"Um acidente acaba de acontecer entre dois caminhões na rua Al Mamaliek, houve tombamento de cargas."
Anunciavam os rádios comunicadores sobre a mesa tão gasta e com aparência de abandono dentro do posto de comando que controlava a cidade dos mortos, milicianos e traficantes locais se dividiam entre aqueles cubículos imundos.

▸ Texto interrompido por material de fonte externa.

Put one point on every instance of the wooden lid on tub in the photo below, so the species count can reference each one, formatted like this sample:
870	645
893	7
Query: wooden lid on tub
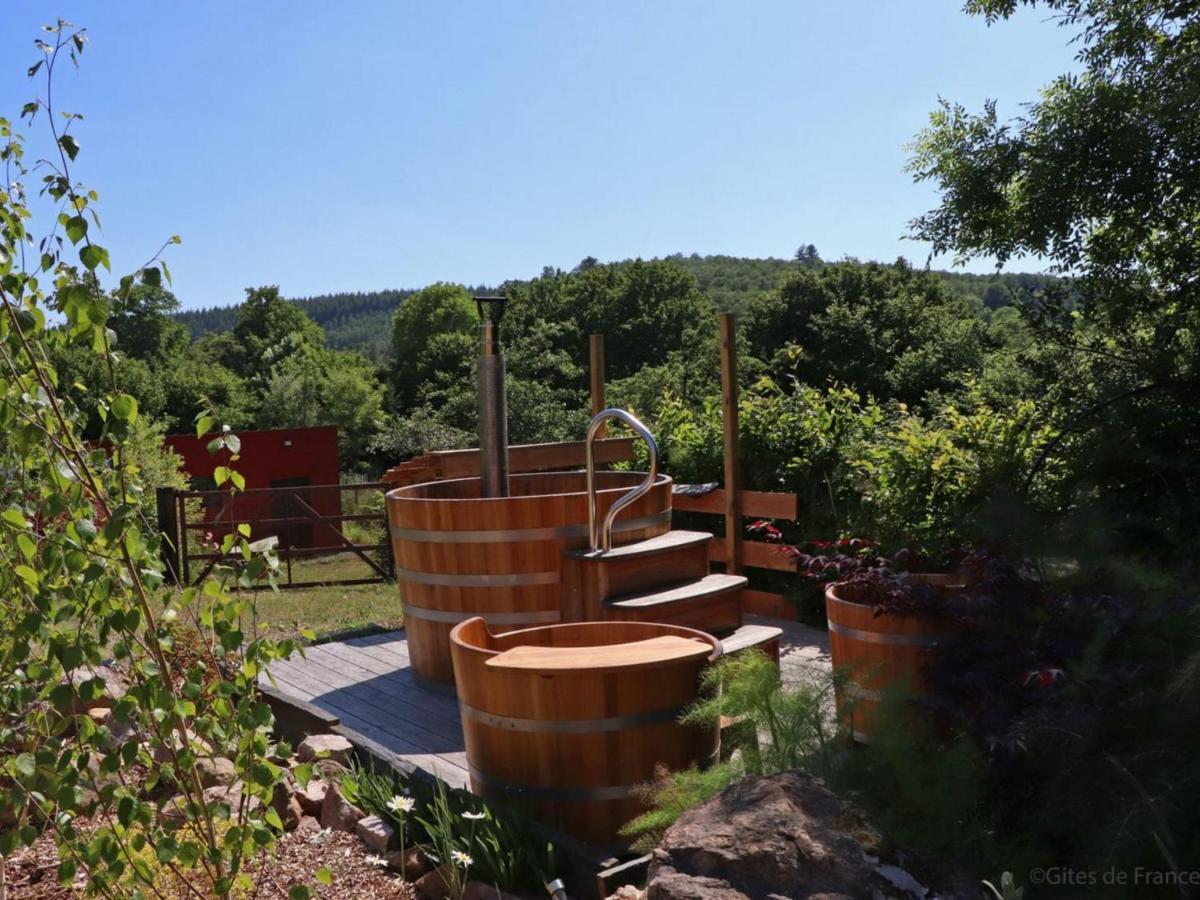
653	651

A mensagem emitida havia chamado a atenção da maioria deles, que se aglomerou rente a mesa, tentando ouvir mais dos avisos que seus subordinados emitiam do perímetro daquele cemitério a céu aberto que abrigava milhares de famílias em estado precário.
Dali a 800 metros de distância o odor de combustível se tornava cada segundo mais desagradável saindo do tanque estourado do caminhão baú e se misturava com a terra, recebendo a desejada atenção de quem havia ouvido aquele barulho de colisão no meio do que supostamente seria mais uma das monótonas e difíceis noites em suas vidas em meio a tanta dificuldade.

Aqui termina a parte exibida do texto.